На чердаке, под самой крышей, он устроил себе что-то вроде мансарды. На Палмерс-Грин, в северной части Лондона. Тут протекала его жизнь. Два больших окна, друг против друга. Видно далеко-далеко. Деревья, крыши, гаражи, оранжереи, сараи. Вис смотрел вдаль и вспоминал. Здесь же, на нескольких полках, Вис держал свои книги. Стол и кресло. Пачка кофе и сногсшибательная кофеварка. И проигрыватель, птицы слетались – послушать. Начинали подпевать. У одних получалось неплохо, у других – так себе. А бывало, и совсем не получалось. Чердак, по сути дела, был не старый, пришлось добавить старины. Антиквариат и просто старье, Бла в этом разбиралась. Керосиновые лампы, допотопные – тоже вещь! – пара письменных приборов в викторианском стиле – викки, говорят завзятые антиквары, и, конечно, Бла, и разные фигурки, тарелки, майолика. Викки или толедская старина (некоторые из них – жуть). Несколько старых картин – конечно, и та, которую Бла купила на толкучке. Но лучше всего были стоявшие на полу часы, по крайней мере двухметровые, изготовленные около тысяча семьсот девяностого года фирмой “Стейнинг”. На Шепет-маркет[12]12
  Район в Лондоне, где сосредоточены антикварные магазины.


[Закрыть]
купили. Антиквар, низенький жизнерадостный толстяк, доверительно поведал, что в этих часах, он подозревает, живет привидение. И расхохотался. Да, конечно. И крутил головой, как бы говоря “кто ж этому поверит” или “что поделаешь, чего в жизни не бывает”. Фантом всегда порождает фантазии, ну что ж, почему бы и не помечтать. Но жизнь есть жизнь. А инфляция, а существует ли Педро, а растреклятый кроссворд? Нет, слишком полагаться на фантомы Вис не мог.
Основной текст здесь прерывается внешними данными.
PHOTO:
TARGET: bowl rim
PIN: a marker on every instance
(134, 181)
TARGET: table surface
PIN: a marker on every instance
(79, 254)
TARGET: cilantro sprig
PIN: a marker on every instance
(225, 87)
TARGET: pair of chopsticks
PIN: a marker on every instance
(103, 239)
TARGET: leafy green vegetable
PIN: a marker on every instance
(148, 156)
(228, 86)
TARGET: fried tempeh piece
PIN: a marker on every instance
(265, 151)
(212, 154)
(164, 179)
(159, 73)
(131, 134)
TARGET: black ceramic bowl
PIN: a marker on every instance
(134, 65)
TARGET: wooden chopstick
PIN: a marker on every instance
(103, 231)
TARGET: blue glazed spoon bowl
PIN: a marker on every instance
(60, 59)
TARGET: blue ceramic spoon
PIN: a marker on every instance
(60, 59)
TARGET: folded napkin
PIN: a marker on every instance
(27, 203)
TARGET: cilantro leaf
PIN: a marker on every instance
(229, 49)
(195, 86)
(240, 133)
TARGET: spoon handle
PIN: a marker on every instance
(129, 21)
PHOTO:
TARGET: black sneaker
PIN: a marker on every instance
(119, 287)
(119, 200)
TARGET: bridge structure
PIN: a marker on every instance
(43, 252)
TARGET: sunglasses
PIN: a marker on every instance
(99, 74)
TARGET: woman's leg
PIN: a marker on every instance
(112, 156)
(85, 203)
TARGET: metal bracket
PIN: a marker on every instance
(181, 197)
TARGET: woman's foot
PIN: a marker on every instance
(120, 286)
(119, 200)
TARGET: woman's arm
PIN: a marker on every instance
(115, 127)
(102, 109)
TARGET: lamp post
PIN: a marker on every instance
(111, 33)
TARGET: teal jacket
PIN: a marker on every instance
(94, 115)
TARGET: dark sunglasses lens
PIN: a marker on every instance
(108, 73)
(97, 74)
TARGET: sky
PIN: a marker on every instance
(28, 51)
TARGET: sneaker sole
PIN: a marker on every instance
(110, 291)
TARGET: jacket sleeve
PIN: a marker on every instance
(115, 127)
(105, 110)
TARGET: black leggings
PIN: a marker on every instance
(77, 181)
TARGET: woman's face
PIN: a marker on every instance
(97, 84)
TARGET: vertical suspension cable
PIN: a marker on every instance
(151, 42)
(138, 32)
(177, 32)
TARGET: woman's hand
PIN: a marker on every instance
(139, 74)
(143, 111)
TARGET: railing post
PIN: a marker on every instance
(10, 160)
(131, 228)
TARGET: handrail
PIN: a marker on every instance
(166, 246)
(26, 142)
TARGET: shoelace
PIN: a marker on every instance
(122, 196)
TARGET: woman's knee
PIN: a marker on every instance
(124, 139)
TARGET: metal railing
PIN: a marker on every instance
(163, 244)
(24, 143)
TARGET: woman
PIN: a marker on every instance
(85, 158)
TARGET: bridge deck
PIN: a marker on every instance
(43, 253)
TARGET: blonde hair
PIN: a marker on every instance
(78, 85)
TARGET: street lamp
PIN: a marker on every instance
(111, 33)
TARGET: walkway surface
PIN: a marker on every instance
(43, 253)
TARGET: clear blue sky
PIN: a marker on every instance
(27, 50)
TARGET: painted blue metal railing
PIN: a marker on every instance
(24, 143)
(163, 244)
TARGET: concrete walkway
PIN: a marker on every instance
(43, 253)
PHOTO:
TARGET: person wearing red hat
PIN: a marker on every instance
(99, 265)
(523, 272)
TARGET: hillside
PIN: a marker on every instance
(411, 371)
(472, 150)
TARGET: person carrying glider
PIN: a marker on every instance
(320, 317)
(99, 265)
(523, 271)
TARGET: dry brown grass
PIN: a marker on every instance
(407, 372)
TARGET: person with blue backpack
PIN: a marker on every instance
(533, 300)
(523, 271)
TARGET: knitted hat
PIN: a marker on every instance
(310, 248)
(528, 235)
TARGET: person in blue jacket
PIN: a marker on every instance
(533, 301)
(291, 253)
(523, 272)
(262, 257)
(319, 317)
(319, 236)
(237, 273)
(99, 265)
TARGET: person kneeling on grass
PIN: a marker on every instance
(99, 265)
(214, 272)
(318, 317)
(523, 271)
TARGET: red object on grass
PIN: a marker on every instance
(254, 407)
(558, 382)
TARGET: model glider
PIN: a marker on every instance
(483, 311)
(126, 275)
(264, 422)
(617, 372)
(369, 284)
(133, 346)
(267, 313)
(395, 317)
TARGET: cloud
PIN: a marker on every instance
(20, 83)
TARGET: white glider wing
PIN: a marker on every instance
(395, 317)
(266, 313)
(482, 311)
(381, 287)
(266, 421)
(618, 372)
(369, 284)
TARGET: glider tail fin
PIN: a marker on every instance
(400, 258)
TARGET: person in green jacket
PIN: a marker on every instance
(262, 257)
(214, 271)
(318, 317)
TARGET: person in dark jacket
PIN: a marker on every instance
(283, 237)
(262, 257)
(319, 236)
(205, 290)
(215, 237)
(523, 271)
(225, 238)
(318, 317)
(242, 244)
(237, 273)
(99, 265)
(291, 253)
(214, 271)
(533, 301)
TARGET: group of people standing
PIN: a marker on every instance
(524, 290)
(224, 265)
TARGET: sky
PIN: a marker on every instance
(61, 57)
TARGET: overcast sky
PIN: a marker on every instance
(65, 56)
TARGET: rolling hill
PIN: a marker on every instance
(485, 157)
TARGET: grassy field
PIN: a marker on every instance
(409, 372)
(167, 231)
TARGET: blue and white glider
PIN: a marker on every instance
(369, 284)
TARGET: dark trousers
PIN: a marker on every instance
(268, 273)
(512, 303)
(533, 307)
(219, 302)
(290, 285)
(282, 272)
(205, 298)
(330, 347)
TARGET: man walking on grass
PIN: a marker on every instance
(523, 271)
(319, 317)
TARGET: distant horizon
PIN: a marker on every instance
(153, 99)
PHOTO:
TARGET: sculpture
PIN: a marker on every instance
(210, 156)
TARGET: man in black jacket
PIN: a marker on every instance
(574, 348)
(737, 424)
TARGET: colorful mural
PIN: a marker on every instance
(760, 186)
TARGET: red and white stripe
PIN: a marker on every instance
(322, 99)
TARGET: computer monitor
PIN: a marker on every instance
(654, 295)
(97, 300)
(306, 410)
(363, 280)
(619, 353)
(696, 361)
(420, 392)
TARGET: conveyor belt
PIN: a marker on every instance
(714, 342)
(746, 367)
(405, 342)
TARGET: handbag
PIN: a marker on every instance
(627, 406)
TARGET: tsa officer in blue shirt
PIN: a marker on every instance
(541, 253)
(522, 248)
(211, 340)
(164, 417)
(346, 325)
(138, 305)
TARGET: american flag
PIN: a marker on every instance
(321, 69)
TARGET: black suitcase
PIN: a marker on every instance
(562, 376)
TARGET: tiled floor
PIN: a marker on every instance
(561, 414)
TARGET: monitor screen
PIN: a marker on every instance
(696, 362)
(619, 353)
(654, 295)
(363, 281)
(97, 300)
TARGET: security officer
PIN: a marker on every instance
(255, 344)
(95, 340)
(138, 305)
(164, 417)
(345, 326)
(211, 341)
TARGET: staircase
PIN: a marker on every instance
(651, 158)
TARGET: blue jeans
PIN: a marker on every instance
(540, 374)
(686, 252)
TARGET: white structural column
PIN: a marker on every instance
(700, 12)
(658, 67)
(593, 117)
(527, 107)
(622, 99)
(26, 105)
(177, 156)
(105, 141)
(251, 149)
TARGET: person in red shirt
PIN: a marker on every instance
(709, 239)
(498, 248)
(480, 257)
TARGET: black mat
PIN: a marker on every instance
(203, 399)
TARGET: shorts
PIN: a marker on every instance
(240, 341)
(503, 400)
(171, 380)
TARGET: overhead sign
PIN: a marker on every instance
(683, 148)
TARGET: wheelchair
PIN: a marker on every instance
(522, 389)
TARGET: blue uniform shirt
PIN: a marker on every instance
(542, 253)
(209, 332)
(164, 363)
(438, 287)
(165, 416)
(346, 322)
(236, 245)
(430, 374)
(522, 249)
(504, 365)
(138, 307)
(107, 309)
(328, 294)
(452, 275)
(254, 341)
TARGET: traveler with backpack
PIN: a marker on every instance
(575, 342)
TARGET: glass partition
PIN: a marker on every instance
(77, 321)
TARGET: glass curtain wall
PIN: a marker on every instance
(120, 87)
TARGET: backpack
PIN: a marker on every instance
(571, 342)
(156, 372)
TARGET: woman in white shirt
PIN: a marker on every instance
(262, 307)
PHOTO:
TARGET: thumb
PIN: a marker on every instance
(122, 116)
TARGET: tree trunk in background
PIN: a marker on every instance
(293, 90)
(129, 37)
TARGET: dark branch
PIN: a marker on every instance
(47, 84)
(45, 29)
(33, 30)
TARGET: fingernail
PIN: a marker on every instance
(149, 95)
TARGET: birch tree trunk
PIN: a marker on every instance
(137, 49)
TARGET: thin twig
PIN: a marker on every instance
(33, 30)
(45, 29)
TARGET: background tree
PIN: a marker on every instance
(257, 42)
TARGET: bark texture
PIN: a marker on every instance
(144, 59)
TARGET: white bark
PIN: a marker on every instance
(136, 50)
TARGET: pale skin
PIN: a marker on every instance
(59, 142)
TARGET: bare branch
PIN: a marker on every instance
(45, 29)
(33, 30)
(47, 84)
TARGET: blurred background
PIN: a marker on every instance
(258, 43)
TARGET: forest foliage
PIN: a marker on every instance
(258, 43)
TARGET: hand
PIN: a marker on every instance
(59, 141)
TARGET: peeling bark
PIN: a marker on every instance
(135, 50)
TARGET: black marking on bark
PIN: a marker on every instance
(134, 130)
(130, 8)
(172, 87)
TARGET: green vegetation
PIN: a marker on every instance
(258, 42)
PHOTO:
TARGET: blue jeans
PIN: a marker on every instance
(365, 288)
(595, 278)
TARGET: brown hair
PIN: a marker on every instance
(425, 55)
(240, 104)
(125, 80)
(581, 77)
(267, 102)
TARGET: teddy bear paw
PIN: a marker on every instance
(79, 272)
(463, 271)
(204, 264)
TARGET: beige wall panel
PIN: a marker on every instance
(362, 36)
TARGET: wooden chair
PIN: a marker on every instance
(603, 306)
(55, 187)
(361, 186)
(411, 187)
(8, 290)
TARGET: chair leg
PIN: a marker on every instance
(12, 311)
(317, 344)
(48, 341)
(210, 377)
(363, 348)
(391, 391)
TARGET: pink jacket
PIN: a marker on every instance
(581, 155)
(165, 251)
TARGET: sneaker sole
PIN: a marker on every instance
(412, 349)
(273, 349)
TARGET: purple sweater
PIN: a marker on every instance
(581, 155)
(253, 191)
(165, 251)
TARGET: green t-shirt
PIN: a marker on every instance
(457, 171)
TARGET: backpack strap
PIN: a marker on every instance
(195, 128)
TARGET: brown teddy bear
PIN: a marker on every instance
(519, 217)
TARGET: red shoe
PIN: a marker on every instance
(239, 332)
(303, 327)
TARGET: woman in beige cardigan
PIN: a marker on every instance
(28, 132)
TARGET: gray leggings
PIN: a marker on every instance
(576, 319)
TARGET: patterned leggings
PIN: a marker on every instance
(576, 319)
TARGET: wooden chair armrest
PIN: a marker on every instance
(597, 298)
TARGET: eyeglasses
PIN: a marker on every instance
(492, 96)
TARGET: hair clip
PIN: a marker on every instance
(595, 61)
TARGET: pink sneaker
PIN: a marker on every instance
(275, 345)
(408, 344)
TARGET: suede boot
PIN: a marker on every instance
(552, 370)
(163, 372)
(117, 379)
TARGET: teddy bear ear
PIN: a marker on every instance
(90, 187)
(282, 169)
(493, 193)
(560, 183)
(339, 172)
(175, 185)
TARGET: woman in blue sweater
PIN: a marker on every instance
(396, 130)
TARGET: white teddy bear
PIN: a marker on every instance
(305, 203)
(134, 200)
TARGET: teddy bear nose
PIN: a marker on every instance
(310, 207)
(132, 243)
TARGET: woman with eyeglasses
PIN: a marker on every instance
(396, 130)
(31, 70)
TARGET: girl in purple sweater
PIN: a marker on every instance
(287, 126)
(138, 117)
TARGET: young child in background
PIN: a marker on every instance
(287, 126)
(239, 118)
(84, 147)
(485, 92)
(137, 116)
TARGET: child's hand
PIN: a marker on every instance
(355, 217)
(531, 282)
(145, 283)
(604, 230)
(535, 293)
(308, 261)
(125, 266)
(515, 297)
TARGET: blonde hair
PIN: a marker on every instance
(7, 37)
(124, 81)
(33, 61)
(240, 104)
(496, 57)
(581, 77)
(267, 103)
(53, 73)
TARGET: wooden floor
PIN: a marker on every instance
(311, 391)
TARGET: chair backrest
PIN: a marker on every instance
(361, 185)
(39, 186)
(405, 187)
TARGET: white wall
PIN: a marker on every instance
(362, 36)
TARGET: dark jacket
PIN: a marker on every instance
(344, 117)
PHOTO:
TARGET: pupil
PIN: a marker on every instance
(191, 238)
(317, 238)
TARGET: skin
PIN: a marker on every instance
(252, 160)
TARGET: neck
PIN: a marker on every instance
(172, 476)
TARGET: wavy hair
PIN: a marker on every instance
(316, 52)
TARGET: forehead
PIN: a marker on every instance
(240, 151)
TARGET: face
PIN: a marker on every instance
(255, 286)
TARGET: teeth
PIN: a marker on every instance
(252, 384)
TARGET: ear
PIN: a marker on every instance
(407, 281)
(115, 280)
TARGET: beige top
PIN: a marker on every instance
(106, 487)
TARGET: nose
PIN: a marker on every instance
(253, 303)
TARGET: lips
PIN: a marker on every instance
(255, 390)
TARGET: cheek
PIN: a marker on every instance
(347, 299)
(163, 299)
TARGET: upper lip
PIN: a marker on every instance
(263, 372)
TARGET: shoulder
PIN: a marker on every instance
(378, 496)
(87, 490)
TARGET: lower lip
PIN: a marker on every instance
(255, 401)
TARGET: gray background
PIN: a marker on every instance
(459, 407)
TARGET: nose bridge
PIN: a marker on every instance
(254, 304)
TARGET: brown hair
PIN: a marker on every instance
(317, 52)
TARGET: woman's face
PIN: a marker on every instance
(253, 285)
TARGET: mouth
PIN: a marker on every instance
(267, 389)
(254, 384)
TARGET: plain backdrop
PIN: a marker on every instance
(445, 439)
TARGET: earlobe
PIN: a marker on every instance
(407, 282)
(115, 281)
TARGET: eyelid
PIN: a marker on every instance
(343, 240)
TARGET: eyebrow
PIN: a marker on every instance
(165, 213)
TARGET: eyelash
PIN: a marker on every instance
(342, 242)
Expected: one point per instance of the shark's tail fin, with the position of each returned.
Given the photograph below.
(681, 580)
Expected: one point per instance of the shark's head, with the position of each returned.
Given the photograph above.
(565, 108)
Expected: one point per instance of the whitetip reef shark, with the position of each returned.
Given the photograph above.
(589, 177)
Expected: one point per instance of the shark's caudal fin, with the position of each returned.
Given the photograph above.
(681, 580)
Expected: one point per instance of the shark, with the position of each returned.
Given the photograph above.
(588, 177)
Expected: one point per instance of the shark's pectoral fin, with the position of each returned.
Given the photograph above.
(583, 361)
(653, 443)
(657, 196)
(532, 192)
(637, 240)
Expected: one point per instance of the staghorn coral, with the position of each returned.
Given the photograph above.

Часы тикали спокойно, по-монастырски, покой и благодать, ничего, что утром, без семи, восьми или даже без десяти семь, они начинали бить семь раз, не соблюдая механической точности. Именно в это время Вис должен был уходить на работу. По крыше уныло стучал дождь, завывал ветер. И к тому же выла и выла овчарка у соседа-грека. Сам грек умер. Давно уже, больше чем полгода назад. Да, именно так. Хороший был человек. Жил он напротив, через улицу. Было ему лет пятьдесят, на вид – здоровяк. Но жизнь есть жизнь. Скоропостижно, ни с того ни с сего. Остались жена и сын, тоже симпатичные люди. И овчарка, которая после смерти хозяина начала тихонько и жалобно его оплакивать. Всю улицу заполнили цветы, траурные ленты, рыдания, молитвы и причитания по-гречески. И тоскующий пес, задрав к небу волчью морду, выл. На другой день – то же самое. И так день за днем. Нет, не все время. Только в какие-то минуты, когда у него появлялась такая потребность. Поначалу вой приводил Виса в отчаяние, он затыкал уши, но понемногу стал привыкать, пес как будто составлял ему компанию. Он скулил (теперь уже не выл) так жалобно и проникновенно. Его тоска была Вису понятна. Вполне.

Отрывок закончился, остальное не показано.